Ainda se escorando nos argumentos ventilados pelo Instituto, o relator acrescentou: “para seguir apontando a desproporcionalidade, ressalta o amicus curiae que a conduta de importar medicamento não registrado na ANVISA, considerada criminosa e hedionda pelo art. 273, § 1o – B, do CP, a que se comina pena altíssima, pode acarretar mera sanção administrativa de advertência”.

Para Roberto Soares Garcia, autor das razões apresentadas pelo IDDD na qualidade de amigo da corte, “a participação do IDDD neste incidente traz esperança. Faz anos que não via a apreciação efetiva dos argumentos levados pela defesa, ainda que a tese defendida por nós não tenha sido totalmente acolhida. No mérito dos debates, não me satisfaz a aplicação da pena prevista na Lei de Drogas para punir traficantes a condutas que possuem mera potencialidade lesiva.

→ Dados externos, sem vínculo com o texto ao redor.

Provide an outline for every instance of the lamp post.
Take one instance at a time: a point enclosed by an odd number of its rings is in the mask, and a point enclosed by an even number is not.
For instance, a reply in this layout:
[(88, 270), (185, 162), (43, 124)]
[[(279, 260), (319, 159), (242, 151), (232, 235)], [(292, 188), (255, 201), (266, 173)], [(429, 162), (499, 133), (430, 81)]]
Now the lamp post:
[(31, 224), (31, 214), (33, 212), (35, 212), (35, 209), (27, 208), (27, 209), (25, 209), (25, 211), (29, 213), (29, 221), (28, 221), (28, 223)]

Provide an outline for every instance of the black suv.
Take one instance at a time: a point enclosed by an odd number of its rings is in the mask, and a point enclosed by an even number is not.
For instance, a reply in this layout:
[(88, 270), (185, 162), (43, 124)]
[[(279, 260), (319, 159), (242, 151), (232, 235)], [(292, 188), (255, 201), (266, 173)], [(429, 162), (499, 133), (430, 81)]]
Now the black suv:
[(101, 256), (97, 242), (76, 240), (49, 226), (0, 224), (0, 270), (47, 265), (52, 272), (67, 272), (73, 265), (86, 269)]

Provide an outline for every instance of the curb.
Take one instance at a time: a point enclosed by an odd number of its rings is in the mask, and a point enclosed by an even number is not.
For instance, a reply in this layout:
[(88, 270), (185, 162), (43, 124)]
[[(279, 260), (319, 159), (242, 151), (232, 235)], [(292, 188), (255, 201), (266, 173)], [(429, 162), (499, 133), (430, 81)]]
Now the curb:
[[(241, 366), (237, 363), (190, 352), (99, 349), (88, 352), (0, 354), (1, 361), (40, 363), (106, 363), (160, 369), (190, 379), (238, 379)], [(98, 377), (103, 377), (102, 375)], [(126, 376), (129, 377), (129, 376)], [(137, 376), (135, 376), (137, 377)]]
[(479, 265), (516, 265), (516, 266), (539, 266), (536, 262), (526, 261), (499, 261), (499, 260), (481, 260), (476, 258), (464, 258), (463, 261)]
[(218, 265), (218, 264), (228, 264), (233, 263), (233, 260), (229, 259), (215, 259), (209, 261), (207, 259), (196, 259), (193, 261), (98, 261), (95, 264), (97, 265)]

Na dinâmica do julgamento, pelo cuidado dispensado às teses defendidas pelo IDDD e pelos debates nascidos de nossas apresentações escrita e oral, o acórdão é paradigmático e merece ser adotado por todos os Tribunais como padrão de atenção ao exercício da defesa, o que demonstra o acerto do Instituto na aposta na advocacia estratégica como meio de promover a defesa do direito de defesa. ”

Acompanharam o voto do relator os Ministros Felix Fischer, Laurita Vaz, Humberto Martins, Maria Thereza de Assis Moura, Napoleão Nunes Maia Filho, Jorge Mussi, Luis Felipe Salomão, Mauro Campbell Marques, Benedito Gonçalves e Raul Araújo.